La vie n'est pas faite que de pouvoir
Pendant que l'herbe pousse le cheval meurt de faim

Grandeur inspirée

Jardin L'Ecole de Paris du Management recevait cette semaine Jean-claude Ellena, parfumeur en titre d'Hermès, créateur renommé et passionnant à écouter.Ils ne sont pas nombreux, parmi les parfumeurs, à communiquer ainsi.

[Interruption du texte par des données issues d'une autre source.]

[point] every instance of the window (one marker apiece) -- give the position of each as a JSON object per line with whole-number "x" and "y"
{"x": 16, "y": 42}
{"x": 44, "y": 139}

Ce qui a attiré l'attention, c'est que les créations qu'il fait ne sont pas confrontées à des études de marché ou à des tests de consommateurs pour déterminer le parfum à lancer. Il est un pur créateur qui crée "une histoire avec des odeurs". Pour "écrire" (c'est comme ça qu'il parle), par exemple,  le parfum "Un jardin après la mousson" dont il nous a parlé longuement, il est allé sur place, en Inde, dans le Kerala, pour sentir l'ambiance, cette atmosphère pure après la mousson, avec cette humidité. Il a voulu rendre une odeur qui ferait penser à l'eau (une gageure quand on sait que l'eau n'a pas d'odeur). C'est plutôt l'émotion de sentir l'eau qu'il a recherché. C'est, comme il nous l'a dit, une démarche sincère. C'est l'inspiration pure qui le guide.

Quand on lui demande comment il fait pour toucher juste, pour rencontrer l'air du temps (car ses parfums sans études e marché, inspirés, marchent plutôt bien - sinon Hermès lui ferait peut-être moins confiance- exemple "Eau d'Hermès" est le troisième parfum masculin), il dit simplement : "je ne sais pas; je suis un intuitif autodidacte". Pur génie inspiré.

Comme il le dit lui même, "le prix de ma liberté est le prix de ma réussite". Et pour convaincre sa Présidente et la Directrice Marketing d'Hermès, il faut qu'il construise l'odeur qu'il écrit en même temps que le discours qui l'accompagne.

90% de ce qu'il crée est rejeté, non pas par la Présidente, et encore moins, on l'a compris, par le consommateur. C'est lui qui est son juge le plus exigeant. Il ne se tolère rien qui ne soit pas au niveau où il veut être, et qui capturera son époque.

Son secret, c'est que ses parfums soient "lisibles", qu'il soient dans son style (simple et élémentaire), qu'on puisse les "lire" comme il les a "écrits". Et parce qu'on peut les "lire", on peut y prendre du plaisir.

Et ce sont des parfums "évolutifs" qui changent avec le temps comme change celui ou celle qui les porte, ils laissent de la place à celui qui le met sur lui (et non, comme ces parfums envahissants et dits "stables" qui vous envahissent au point de vous faire disparaître derrière eux).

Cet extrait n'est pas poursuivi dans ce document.